Novembre 2014 Par Christian DE BOCK Lu pour vous

La protection sociale contribue à l’affaiblissement moral des individus? C’est faux: elle assure leur bien-être.

L’État Providence bride le dynamisme économique et écrase de ses insupportables charges la création de richesse et l’innovation? C’est faux: il favorise la prise de risque, développe les capacités humaines et maintient la cohésion sociale. L’État Providence est insoutenable financièrement? C’est faux: il n’a jamais provoqué la moindre crise économique.

Depuis trente ans, l’État Providence n’est envisagé que sous l’angle de sa crise et de son inéluctable effondrement.

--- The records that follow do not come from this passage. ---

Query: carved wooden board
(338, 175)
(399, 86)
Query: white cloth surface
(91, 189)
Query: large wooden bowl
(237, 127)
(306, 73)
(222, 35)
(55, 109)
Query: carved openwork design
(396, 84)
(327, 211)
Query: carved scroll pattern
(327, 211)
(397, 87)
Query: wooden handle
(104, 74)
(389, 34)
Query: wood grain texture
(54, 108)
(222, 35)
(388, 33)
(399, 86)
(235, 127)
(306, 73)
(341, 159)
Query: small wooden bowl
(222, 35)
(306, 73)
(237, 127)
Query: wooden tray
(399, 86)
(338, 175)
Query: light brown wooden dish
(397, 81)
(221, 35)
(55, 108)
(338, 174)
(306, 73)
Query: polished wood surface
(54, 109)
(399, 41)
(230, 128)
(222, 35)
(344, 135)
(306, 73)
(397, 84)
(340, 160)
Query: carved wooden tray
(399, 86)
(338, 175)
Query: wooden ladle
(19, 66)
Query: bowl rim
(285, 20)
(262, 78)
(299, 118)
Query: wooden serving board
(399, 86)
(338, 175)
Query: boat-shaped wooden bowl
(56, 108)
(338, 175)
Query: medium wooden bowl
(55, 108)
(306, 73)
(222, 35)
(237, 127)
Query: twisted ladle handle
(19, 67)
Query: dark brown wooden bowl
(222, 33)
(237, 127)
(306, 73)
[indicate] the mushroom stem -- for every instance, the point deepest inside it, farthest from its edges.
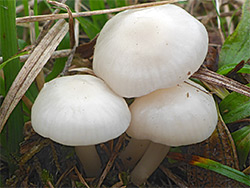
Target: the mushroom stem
(89, 159)
(133, 152)
(151, 159)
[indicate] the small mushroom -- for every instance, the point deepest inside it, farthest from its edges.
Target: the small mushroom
(80, 111)
(142, 50)
(181, 115)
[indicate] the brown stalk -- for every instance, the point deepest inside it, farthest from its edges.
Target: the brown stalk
(89, 13)
(31, 68)
(82, 180)
(213, 78)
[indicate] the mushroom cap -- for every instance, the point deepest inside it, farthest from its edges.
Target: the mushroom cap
(142, 50)
(79, 110)
(181, 115)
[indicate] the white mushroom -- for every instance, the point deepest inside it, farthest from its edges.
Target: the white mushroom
(80, 111)
(181, 115)
(142, 50)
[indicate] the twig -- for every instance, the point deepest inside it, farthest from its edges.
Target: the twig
(63, 175)
(216, 79)
(89, 13)
(82, 180)
(69, 60)
(71, 21)
(56, 54)
(173, 177)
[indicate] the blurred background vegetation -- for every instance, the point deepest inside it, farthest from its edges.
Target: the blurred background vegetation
(29, 160)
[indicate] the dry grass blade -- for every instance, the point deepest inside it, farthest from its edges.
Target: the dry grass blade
(56, 54)
(220, 80)
(90, 13)
(71, 21)
(31, 68)
(111, 160)
(80, 177)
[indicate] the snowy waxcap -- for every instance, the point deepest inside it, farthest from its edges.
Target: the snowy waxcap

Ce discours inquiétant se veut performatif: on espère préparer ainsi les esprits au recul inévitable et pour tout dire souhaitable de la mutualisation des risques sociaux. Réfutant fermement le déclinisme social ambiant, cet essai laisse entrevoir non seulement la consolidation sociale mais aussi la perpétuation écologique de l’État providence: l’état actuel des insécurités sociales comme la menace de celles, écologiques, qui sont déjà là et grandissent à l’horizon conduisent à penser que nous allons vers un renforcement global de nos protections collectives, dans le sens exactement opposé à ce que nous indique une vulgate néolibérale en bout de course.

On ne demande qu’à croire l’auteur de ce texte aussi bref que réjouissant. Il ne nous apprendra pas grand-chose dans sa démonstration de l’évidente supériorité des régimes de sécurité sociale basés sur la solidarité collective. Là où il est particulièrement intéressant, c’est quand il établit un lien (qui libère) entre État Providence et gestion des risques, des crises et catastrophes écologiques. Ce qu’il appelle l’État social écologique constitue un nouveau paradigme pour la politique sociale, en passant de «l’écologie qui accuse à l’écologie qui protège».

Stimulant!

Défendre l’écologie parce que c’est une protection sociale!

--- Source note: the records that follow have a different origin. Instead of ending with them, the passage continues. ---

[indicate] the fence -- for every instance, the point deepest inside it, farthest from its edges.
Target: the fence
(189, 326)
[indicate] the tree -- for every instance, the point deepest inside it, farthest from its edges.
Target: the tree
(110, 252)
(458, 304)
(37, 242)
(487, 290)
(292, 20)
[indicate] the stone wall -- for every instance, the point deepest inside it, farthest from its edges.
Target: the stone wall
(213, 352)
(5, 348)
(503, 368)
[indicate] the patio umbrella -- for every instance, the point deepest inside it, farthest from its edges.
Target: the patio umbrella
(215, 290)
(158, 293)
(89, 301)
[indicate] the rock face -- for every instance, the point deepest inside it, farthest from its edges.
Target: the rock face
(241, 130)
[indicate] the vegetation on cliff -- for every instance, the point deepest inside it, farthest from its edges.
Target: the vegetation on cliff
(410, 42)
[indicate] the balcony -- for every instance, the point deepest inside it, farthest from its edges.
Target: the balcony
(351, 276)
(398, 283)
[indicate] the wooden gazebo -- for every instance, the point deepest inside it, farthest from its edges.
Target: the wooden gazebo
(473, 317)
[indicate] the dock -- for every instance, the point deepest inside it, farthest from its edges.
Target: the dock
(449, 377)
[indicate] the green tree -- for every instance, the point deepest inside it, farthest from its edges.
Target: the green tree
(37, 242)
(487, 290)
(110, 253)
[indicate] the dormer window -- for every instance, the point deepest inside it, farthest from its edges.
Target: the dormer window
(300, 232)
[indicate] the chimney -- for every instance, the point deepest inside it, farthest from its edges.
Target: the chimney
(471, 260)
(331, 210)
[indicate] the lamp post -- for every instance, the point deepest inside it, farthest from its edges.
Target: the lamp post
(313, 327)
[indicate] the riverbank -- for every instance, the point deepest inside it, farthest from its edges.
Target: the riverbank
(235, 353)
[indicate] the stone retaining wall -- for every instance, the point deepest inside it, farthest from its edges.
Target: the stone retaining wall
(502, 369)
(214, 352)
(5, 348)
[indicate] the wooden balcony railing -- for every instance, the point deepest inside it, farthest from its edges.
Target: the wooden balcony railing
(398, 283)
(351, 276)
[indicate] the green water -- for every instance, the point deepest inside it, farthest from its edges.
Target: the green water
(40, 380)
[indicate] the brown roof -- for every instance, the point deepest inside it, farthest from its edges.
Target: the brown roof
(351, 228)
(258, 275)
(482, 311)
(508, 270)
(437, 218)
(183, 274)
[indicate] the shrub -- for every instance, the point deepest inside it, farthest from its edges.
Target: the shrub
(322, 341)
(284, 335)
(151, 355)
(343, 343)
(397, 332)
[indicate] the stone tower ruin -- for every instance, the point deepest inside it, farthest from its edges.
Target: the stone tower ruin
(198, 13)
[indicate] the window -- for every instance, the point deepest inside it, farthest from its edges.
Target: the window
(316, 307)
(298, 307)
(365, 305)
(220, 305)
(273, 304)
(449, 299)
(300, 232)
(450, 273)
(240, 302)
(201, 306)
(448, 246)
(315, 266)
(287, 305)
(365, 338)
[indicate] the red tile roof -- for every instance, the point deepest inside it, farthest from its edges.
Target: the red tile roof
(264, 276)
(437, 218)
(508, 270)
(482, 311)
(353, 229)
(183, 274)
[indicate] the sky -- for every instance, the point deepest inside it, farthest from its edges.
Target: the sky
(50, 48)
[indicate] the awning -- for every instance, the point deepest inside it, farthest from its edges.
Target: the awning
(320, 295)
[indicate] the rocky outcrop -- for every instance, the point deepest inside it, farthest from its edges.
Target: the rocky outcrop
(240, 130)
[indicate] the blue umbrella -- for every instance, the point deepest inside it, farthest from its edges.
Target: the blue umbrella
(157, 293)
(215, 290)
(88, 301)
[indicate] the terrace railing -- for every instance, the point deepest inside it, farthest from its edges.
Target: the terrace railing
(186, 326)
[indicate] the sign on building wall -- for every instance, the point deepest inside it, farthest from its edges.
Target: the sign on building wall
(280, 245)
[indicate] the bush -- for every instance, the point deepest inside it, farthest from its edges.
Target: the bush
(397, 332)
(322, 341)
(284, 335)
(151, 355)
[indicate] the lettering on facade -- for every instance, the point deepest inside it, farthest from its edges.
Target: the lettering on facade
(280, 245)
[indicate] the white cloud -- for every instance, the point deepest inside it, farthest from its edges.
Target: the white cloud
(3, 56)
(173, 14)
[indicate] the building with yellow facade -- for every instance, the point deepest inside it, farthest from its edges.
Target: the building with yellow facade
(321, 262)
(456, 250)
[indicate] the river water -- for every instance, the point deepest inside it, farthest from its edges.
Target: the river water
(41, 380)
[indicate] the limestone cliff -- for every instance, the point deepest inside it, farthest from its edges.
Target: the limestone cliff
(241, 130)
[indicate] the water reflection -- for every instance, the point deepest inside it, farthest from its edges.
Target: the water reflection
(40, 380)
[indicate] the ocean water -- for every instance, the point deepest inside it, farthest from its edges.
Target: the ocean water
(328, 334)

Si l’Europe a inventé puis construit l’État-Providence, c’est parce que les citoyens de ses nations sont parvenus à se défaire de régimes politiques qui n’avaient cure d’investir dans le développement humain, trop occupés qu’ils étaient à conserver les privilèges des élites. Si l’Europe est devenue le leader écologique global, c’est parce que ses citoyens sont plus que les autres attachés à la préoccupation environnementale, ce dont témoignent les enquêtes d’opinion sur le sujet, mais aussi l’arsenal de politiques publiques mis en place depuis deux décennies sur le Vieux Continent. Les citoyens européens veulent une puissance publique capable d’investir dans le développement soutenable.(extrait)

Éloi Laurent, Le bel avenir de l’État Providence, Les liens qui libèrent, 2014, 160 pages.